Ce ne sont là que quelques-unes des nombreuses histoires documentaires contenues dans le livre-enquête Trading with the Enemy. Elles sont toutes plus éloquentes les unes que les autres. Il est heureux que l’ouvrage de Charles Higham soit sorti des presses après la disparition d’Albert Kotzebue.
On y repense involontairement quand on entend aujourd’hui des gens à l’étranger - et en Russie aussi - dire avec compassion combien il avait dû être difficile aux alliés occidentaux de se résigner à s’allier avec ce diabolique Staline ! Aux États-Unis d’enfreindre leurs principes démocratiques en prêtant assistance au régime despotique des Soviets dans le cadre du Prêt-Bail.

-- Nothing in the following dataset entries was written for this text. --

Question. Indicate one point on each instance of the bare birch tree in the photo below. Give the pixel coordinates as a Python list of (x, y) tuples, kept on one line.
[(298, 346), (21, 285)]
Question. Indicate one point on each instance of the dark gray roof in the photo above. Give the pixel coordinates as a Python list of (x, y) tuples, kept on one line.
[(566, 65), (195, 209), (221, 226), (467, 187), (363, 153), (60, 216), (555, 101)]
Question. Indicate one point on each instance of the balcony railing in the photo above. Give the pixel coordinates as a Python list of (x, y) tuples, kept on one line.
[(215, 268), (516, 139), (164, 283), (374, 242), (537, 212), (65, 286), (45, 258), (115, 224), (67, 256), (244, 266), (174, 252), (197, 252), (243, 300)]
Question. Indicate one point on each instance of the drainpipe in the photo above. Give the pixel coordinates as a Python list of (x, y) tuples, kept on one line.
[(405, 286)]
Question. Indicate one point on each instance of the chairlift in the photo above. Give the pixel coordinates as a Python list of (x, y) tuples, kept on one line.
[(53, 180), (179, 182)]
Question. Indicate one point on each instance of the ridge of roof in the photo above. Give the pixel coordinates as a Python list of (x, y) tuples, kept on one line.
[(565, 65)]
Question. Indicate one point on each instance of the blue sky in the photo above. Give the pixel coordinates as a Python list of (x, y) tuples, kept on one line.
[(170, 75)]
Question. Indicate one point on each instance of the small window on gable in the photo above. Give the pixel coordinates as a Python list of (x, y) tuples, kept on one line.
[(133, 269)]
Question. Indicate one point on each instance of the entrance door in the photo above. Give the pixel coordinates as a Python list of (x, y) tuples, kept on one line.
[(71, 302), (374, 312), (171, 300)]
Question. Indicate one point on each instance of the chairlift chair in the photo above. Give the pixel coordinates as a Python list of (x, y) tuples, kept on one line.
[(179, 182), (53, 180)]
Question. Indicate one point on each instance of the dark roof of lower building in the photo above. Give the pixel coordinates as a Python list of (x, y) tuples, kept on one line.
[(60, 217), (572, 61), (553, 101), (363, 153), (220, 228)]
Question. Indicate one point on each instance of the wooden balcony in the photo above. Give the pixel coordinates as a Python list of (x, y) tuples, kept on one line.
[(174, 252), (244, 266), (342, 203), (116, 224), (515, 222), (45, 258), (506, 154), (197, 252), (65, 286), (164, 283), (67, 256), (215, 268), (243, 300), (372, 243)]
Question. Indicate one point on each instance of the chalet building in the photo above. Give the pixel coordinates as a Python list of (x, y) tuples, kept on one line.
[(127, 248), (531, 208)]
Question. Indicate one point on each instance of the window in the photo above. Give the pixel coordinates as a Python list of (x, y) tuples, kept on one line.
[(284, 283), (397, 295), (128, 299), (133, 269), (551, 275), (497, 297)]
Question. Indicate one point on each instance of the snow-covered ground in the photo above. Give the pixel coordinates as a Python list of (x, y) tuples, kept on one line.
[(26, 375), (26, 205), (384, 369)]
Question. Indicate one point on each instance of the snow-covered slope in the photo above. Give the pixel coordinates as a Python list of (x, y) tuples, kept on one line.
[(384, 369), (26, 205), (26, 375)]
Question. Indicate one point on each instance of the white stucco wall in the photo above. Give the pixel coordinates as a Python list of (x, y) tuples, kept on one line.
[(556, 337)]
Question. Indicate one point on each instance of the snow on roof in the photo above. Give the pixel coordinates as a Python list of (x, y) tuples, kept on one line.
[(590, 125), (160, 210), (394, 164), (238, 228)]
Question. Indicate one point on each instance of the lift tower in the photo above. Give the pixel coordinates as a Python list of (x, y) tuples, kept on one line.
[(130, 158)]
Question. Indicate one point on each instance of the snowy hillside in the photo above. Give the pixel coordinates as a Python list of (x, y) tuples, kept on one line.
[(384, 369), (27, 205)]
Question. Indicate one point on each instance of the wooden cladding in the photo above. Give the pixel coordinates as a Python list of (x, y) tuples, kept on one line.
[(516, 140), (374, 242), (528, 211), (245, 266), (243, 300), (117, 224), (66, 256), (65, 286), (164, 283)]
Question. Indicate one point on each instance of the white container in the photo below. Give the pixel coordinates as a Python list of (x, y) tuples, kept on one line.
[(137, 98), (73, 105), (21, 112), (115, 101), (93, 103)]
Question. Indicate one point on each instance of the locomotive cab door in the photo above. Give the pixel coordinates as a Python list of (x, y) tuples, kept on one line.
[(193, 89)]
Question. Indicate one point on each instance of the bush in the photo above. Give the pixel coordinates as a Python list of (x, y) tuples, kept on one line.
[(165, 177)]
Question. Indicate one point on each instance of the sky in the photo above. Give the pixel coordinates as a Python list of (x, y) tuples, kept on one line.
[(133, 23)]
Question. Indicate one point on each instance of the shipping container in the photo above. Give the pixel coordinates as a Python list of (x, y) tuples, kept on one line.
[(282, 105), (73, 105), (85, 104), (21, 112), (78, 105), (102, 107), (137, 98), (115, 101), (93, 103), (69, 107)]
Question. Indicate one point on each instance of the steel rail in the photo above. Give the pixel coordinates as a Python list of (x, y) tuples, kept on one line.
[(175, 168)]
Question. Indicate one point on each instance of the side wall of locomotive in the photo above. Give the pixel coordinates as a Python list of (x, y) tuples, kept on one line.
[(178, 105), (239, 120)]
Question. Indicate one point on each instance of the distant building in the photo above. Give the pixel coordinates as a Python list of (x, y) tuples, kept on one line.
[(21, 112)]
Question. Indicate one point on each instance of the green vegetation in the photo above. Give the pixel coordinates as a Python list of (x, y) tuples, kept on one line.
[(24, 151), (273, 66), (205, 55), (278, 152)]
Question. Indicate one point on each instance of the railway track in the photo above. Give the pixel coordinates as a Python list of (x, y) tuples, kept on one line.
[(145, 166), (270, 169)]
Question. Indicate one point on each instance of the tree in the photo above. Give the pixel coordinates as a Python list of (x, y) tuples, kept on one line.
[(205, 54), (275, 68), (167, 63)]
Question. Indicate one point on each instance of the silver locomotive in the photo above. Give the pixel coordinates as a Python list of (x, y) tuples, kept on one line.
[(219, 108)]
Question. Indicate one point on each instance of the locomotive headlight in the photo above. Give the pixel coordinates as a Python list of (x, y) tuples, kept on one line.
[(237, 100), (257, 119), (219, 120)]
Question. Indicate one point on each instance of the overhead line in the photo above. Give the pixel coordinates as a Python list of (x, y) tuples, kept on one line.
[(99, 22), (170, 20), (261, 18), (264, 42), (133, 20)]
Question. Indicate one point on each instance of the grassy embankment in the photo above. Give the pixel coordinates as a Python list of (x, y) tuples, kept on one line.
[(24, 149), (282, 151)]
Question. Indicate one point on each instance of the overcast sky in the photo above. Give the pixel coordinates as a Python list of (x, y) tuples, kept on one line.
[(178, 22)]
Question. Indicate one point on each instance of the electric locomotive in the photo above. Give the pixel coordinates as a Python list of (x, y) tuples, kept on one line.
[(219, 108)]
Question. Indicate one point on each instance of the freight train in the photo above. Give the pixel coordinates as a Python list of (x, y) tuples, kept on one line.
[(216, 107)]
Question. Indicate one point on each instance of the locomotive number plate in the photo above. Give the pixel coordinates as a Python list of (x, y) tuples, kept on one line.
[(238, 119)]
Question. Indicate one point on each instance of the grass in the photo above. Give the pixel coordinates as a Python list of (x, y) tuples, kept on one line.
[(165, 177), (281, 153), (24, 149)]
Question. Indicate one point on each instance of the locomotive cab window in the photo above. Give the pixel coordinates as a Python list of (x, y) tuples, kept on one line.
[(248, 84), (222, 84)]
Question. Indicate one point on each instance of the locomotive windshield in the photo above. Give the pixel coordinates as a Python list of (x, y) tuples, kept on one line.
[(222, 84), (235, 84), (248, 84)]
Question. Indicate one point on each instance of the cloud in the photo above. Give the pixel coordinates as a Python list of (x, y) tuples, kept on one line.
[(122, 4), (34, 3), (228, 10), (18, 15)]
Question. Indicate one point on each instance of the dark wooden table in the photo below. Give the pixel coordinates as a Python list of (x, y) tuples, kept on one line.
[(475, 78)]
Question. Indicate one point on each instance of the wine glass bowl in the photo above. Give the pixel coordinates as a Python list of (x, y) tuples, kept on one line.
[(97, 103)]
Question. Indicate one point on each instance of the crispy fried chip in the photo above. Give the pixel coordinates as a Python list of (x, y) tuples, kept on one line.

Je pense que Moscou, assez bien informé par ses services de renseignement sur les accointances des élites bancaires et industrielles des États-Unis avec Hitler, éprouvait lui aussi bien des doutes d’ordre moral.
Cependant, la veille de l’anniversaire de la Grande Victoire commune, il ne serait pas opportun de calculer en pourcentages lequel des alliés a péché le plus [9]
En dernière analyse, les vainqueurs ce sont le Soviétique Gordeev et l’États-unien Kotzebue qui s’étaient rencontrés sur l’Elbe voici soixante ans.
[1] †rading with the Enemy. An Exposé of the Nazi-American Money Plot 1933-1949 par Charles Higham, Delacorte Press, New York
[2] « Exxon-Mobil, fournisseur officiel de l’Empire » par Arthur Lepic, Voltaire, 26 août 2004.
[3] Au cours de ses bombardements massifs, l’US Air Force a détruit la quasi-totalité de l’appareil industriel de l’Axe, à l’exception des usines appartenant à des États-uniens. NdlR.
[4] « At the begining of this year we vowed to give our best and utmost for final victory, in unshakable faithfulness to our Führer », cité par Higham p. 156.
[5] Lire également The Sovereign State. The Secret History of ITT par Anthony Sampson, Hodder and Soughton éd., 1973.
[6] Signalons à l’attention de nos lecteurs francophones que, selon les documents reproduits par Higham, sur la vingtaine d’administrateurs de la BIR, on relevait le Belge Alexandre Galopin et les Français Yves Breart de Boisanger, baron Georges Brincard et marquis Louis de Vogüe. Sur le volet français de cette affaire, on se reportera à Industriels et banquiers sous l’Occupation. La Collaboration économique avec le Reich et Vichy par Annie Lacroix-Riz, préface de Jean Ziegler, Armand Colin éd., 1999.
[7] Il s’agit de Jerry Voorhris, représentant de Californie. Une résolution similaire fut déposée l’année suivante, sans plus de succès, par John M. Coffee, représentant de l’État de Washington.
[8] « The reasons why an American retains the position as president of this Bank being used to further the designs and purpose of Axis powers », cité par Higham p. 11.
[9] L’auteur évite ici de développer le rôle économique et financier de Prescott Bush (grand-père de l’actuel président George W. Bush). Voir « Les Bush et Auschwitz » par Thom Saint-Pierre, Voltaire, 3 juin 2003. NdlR.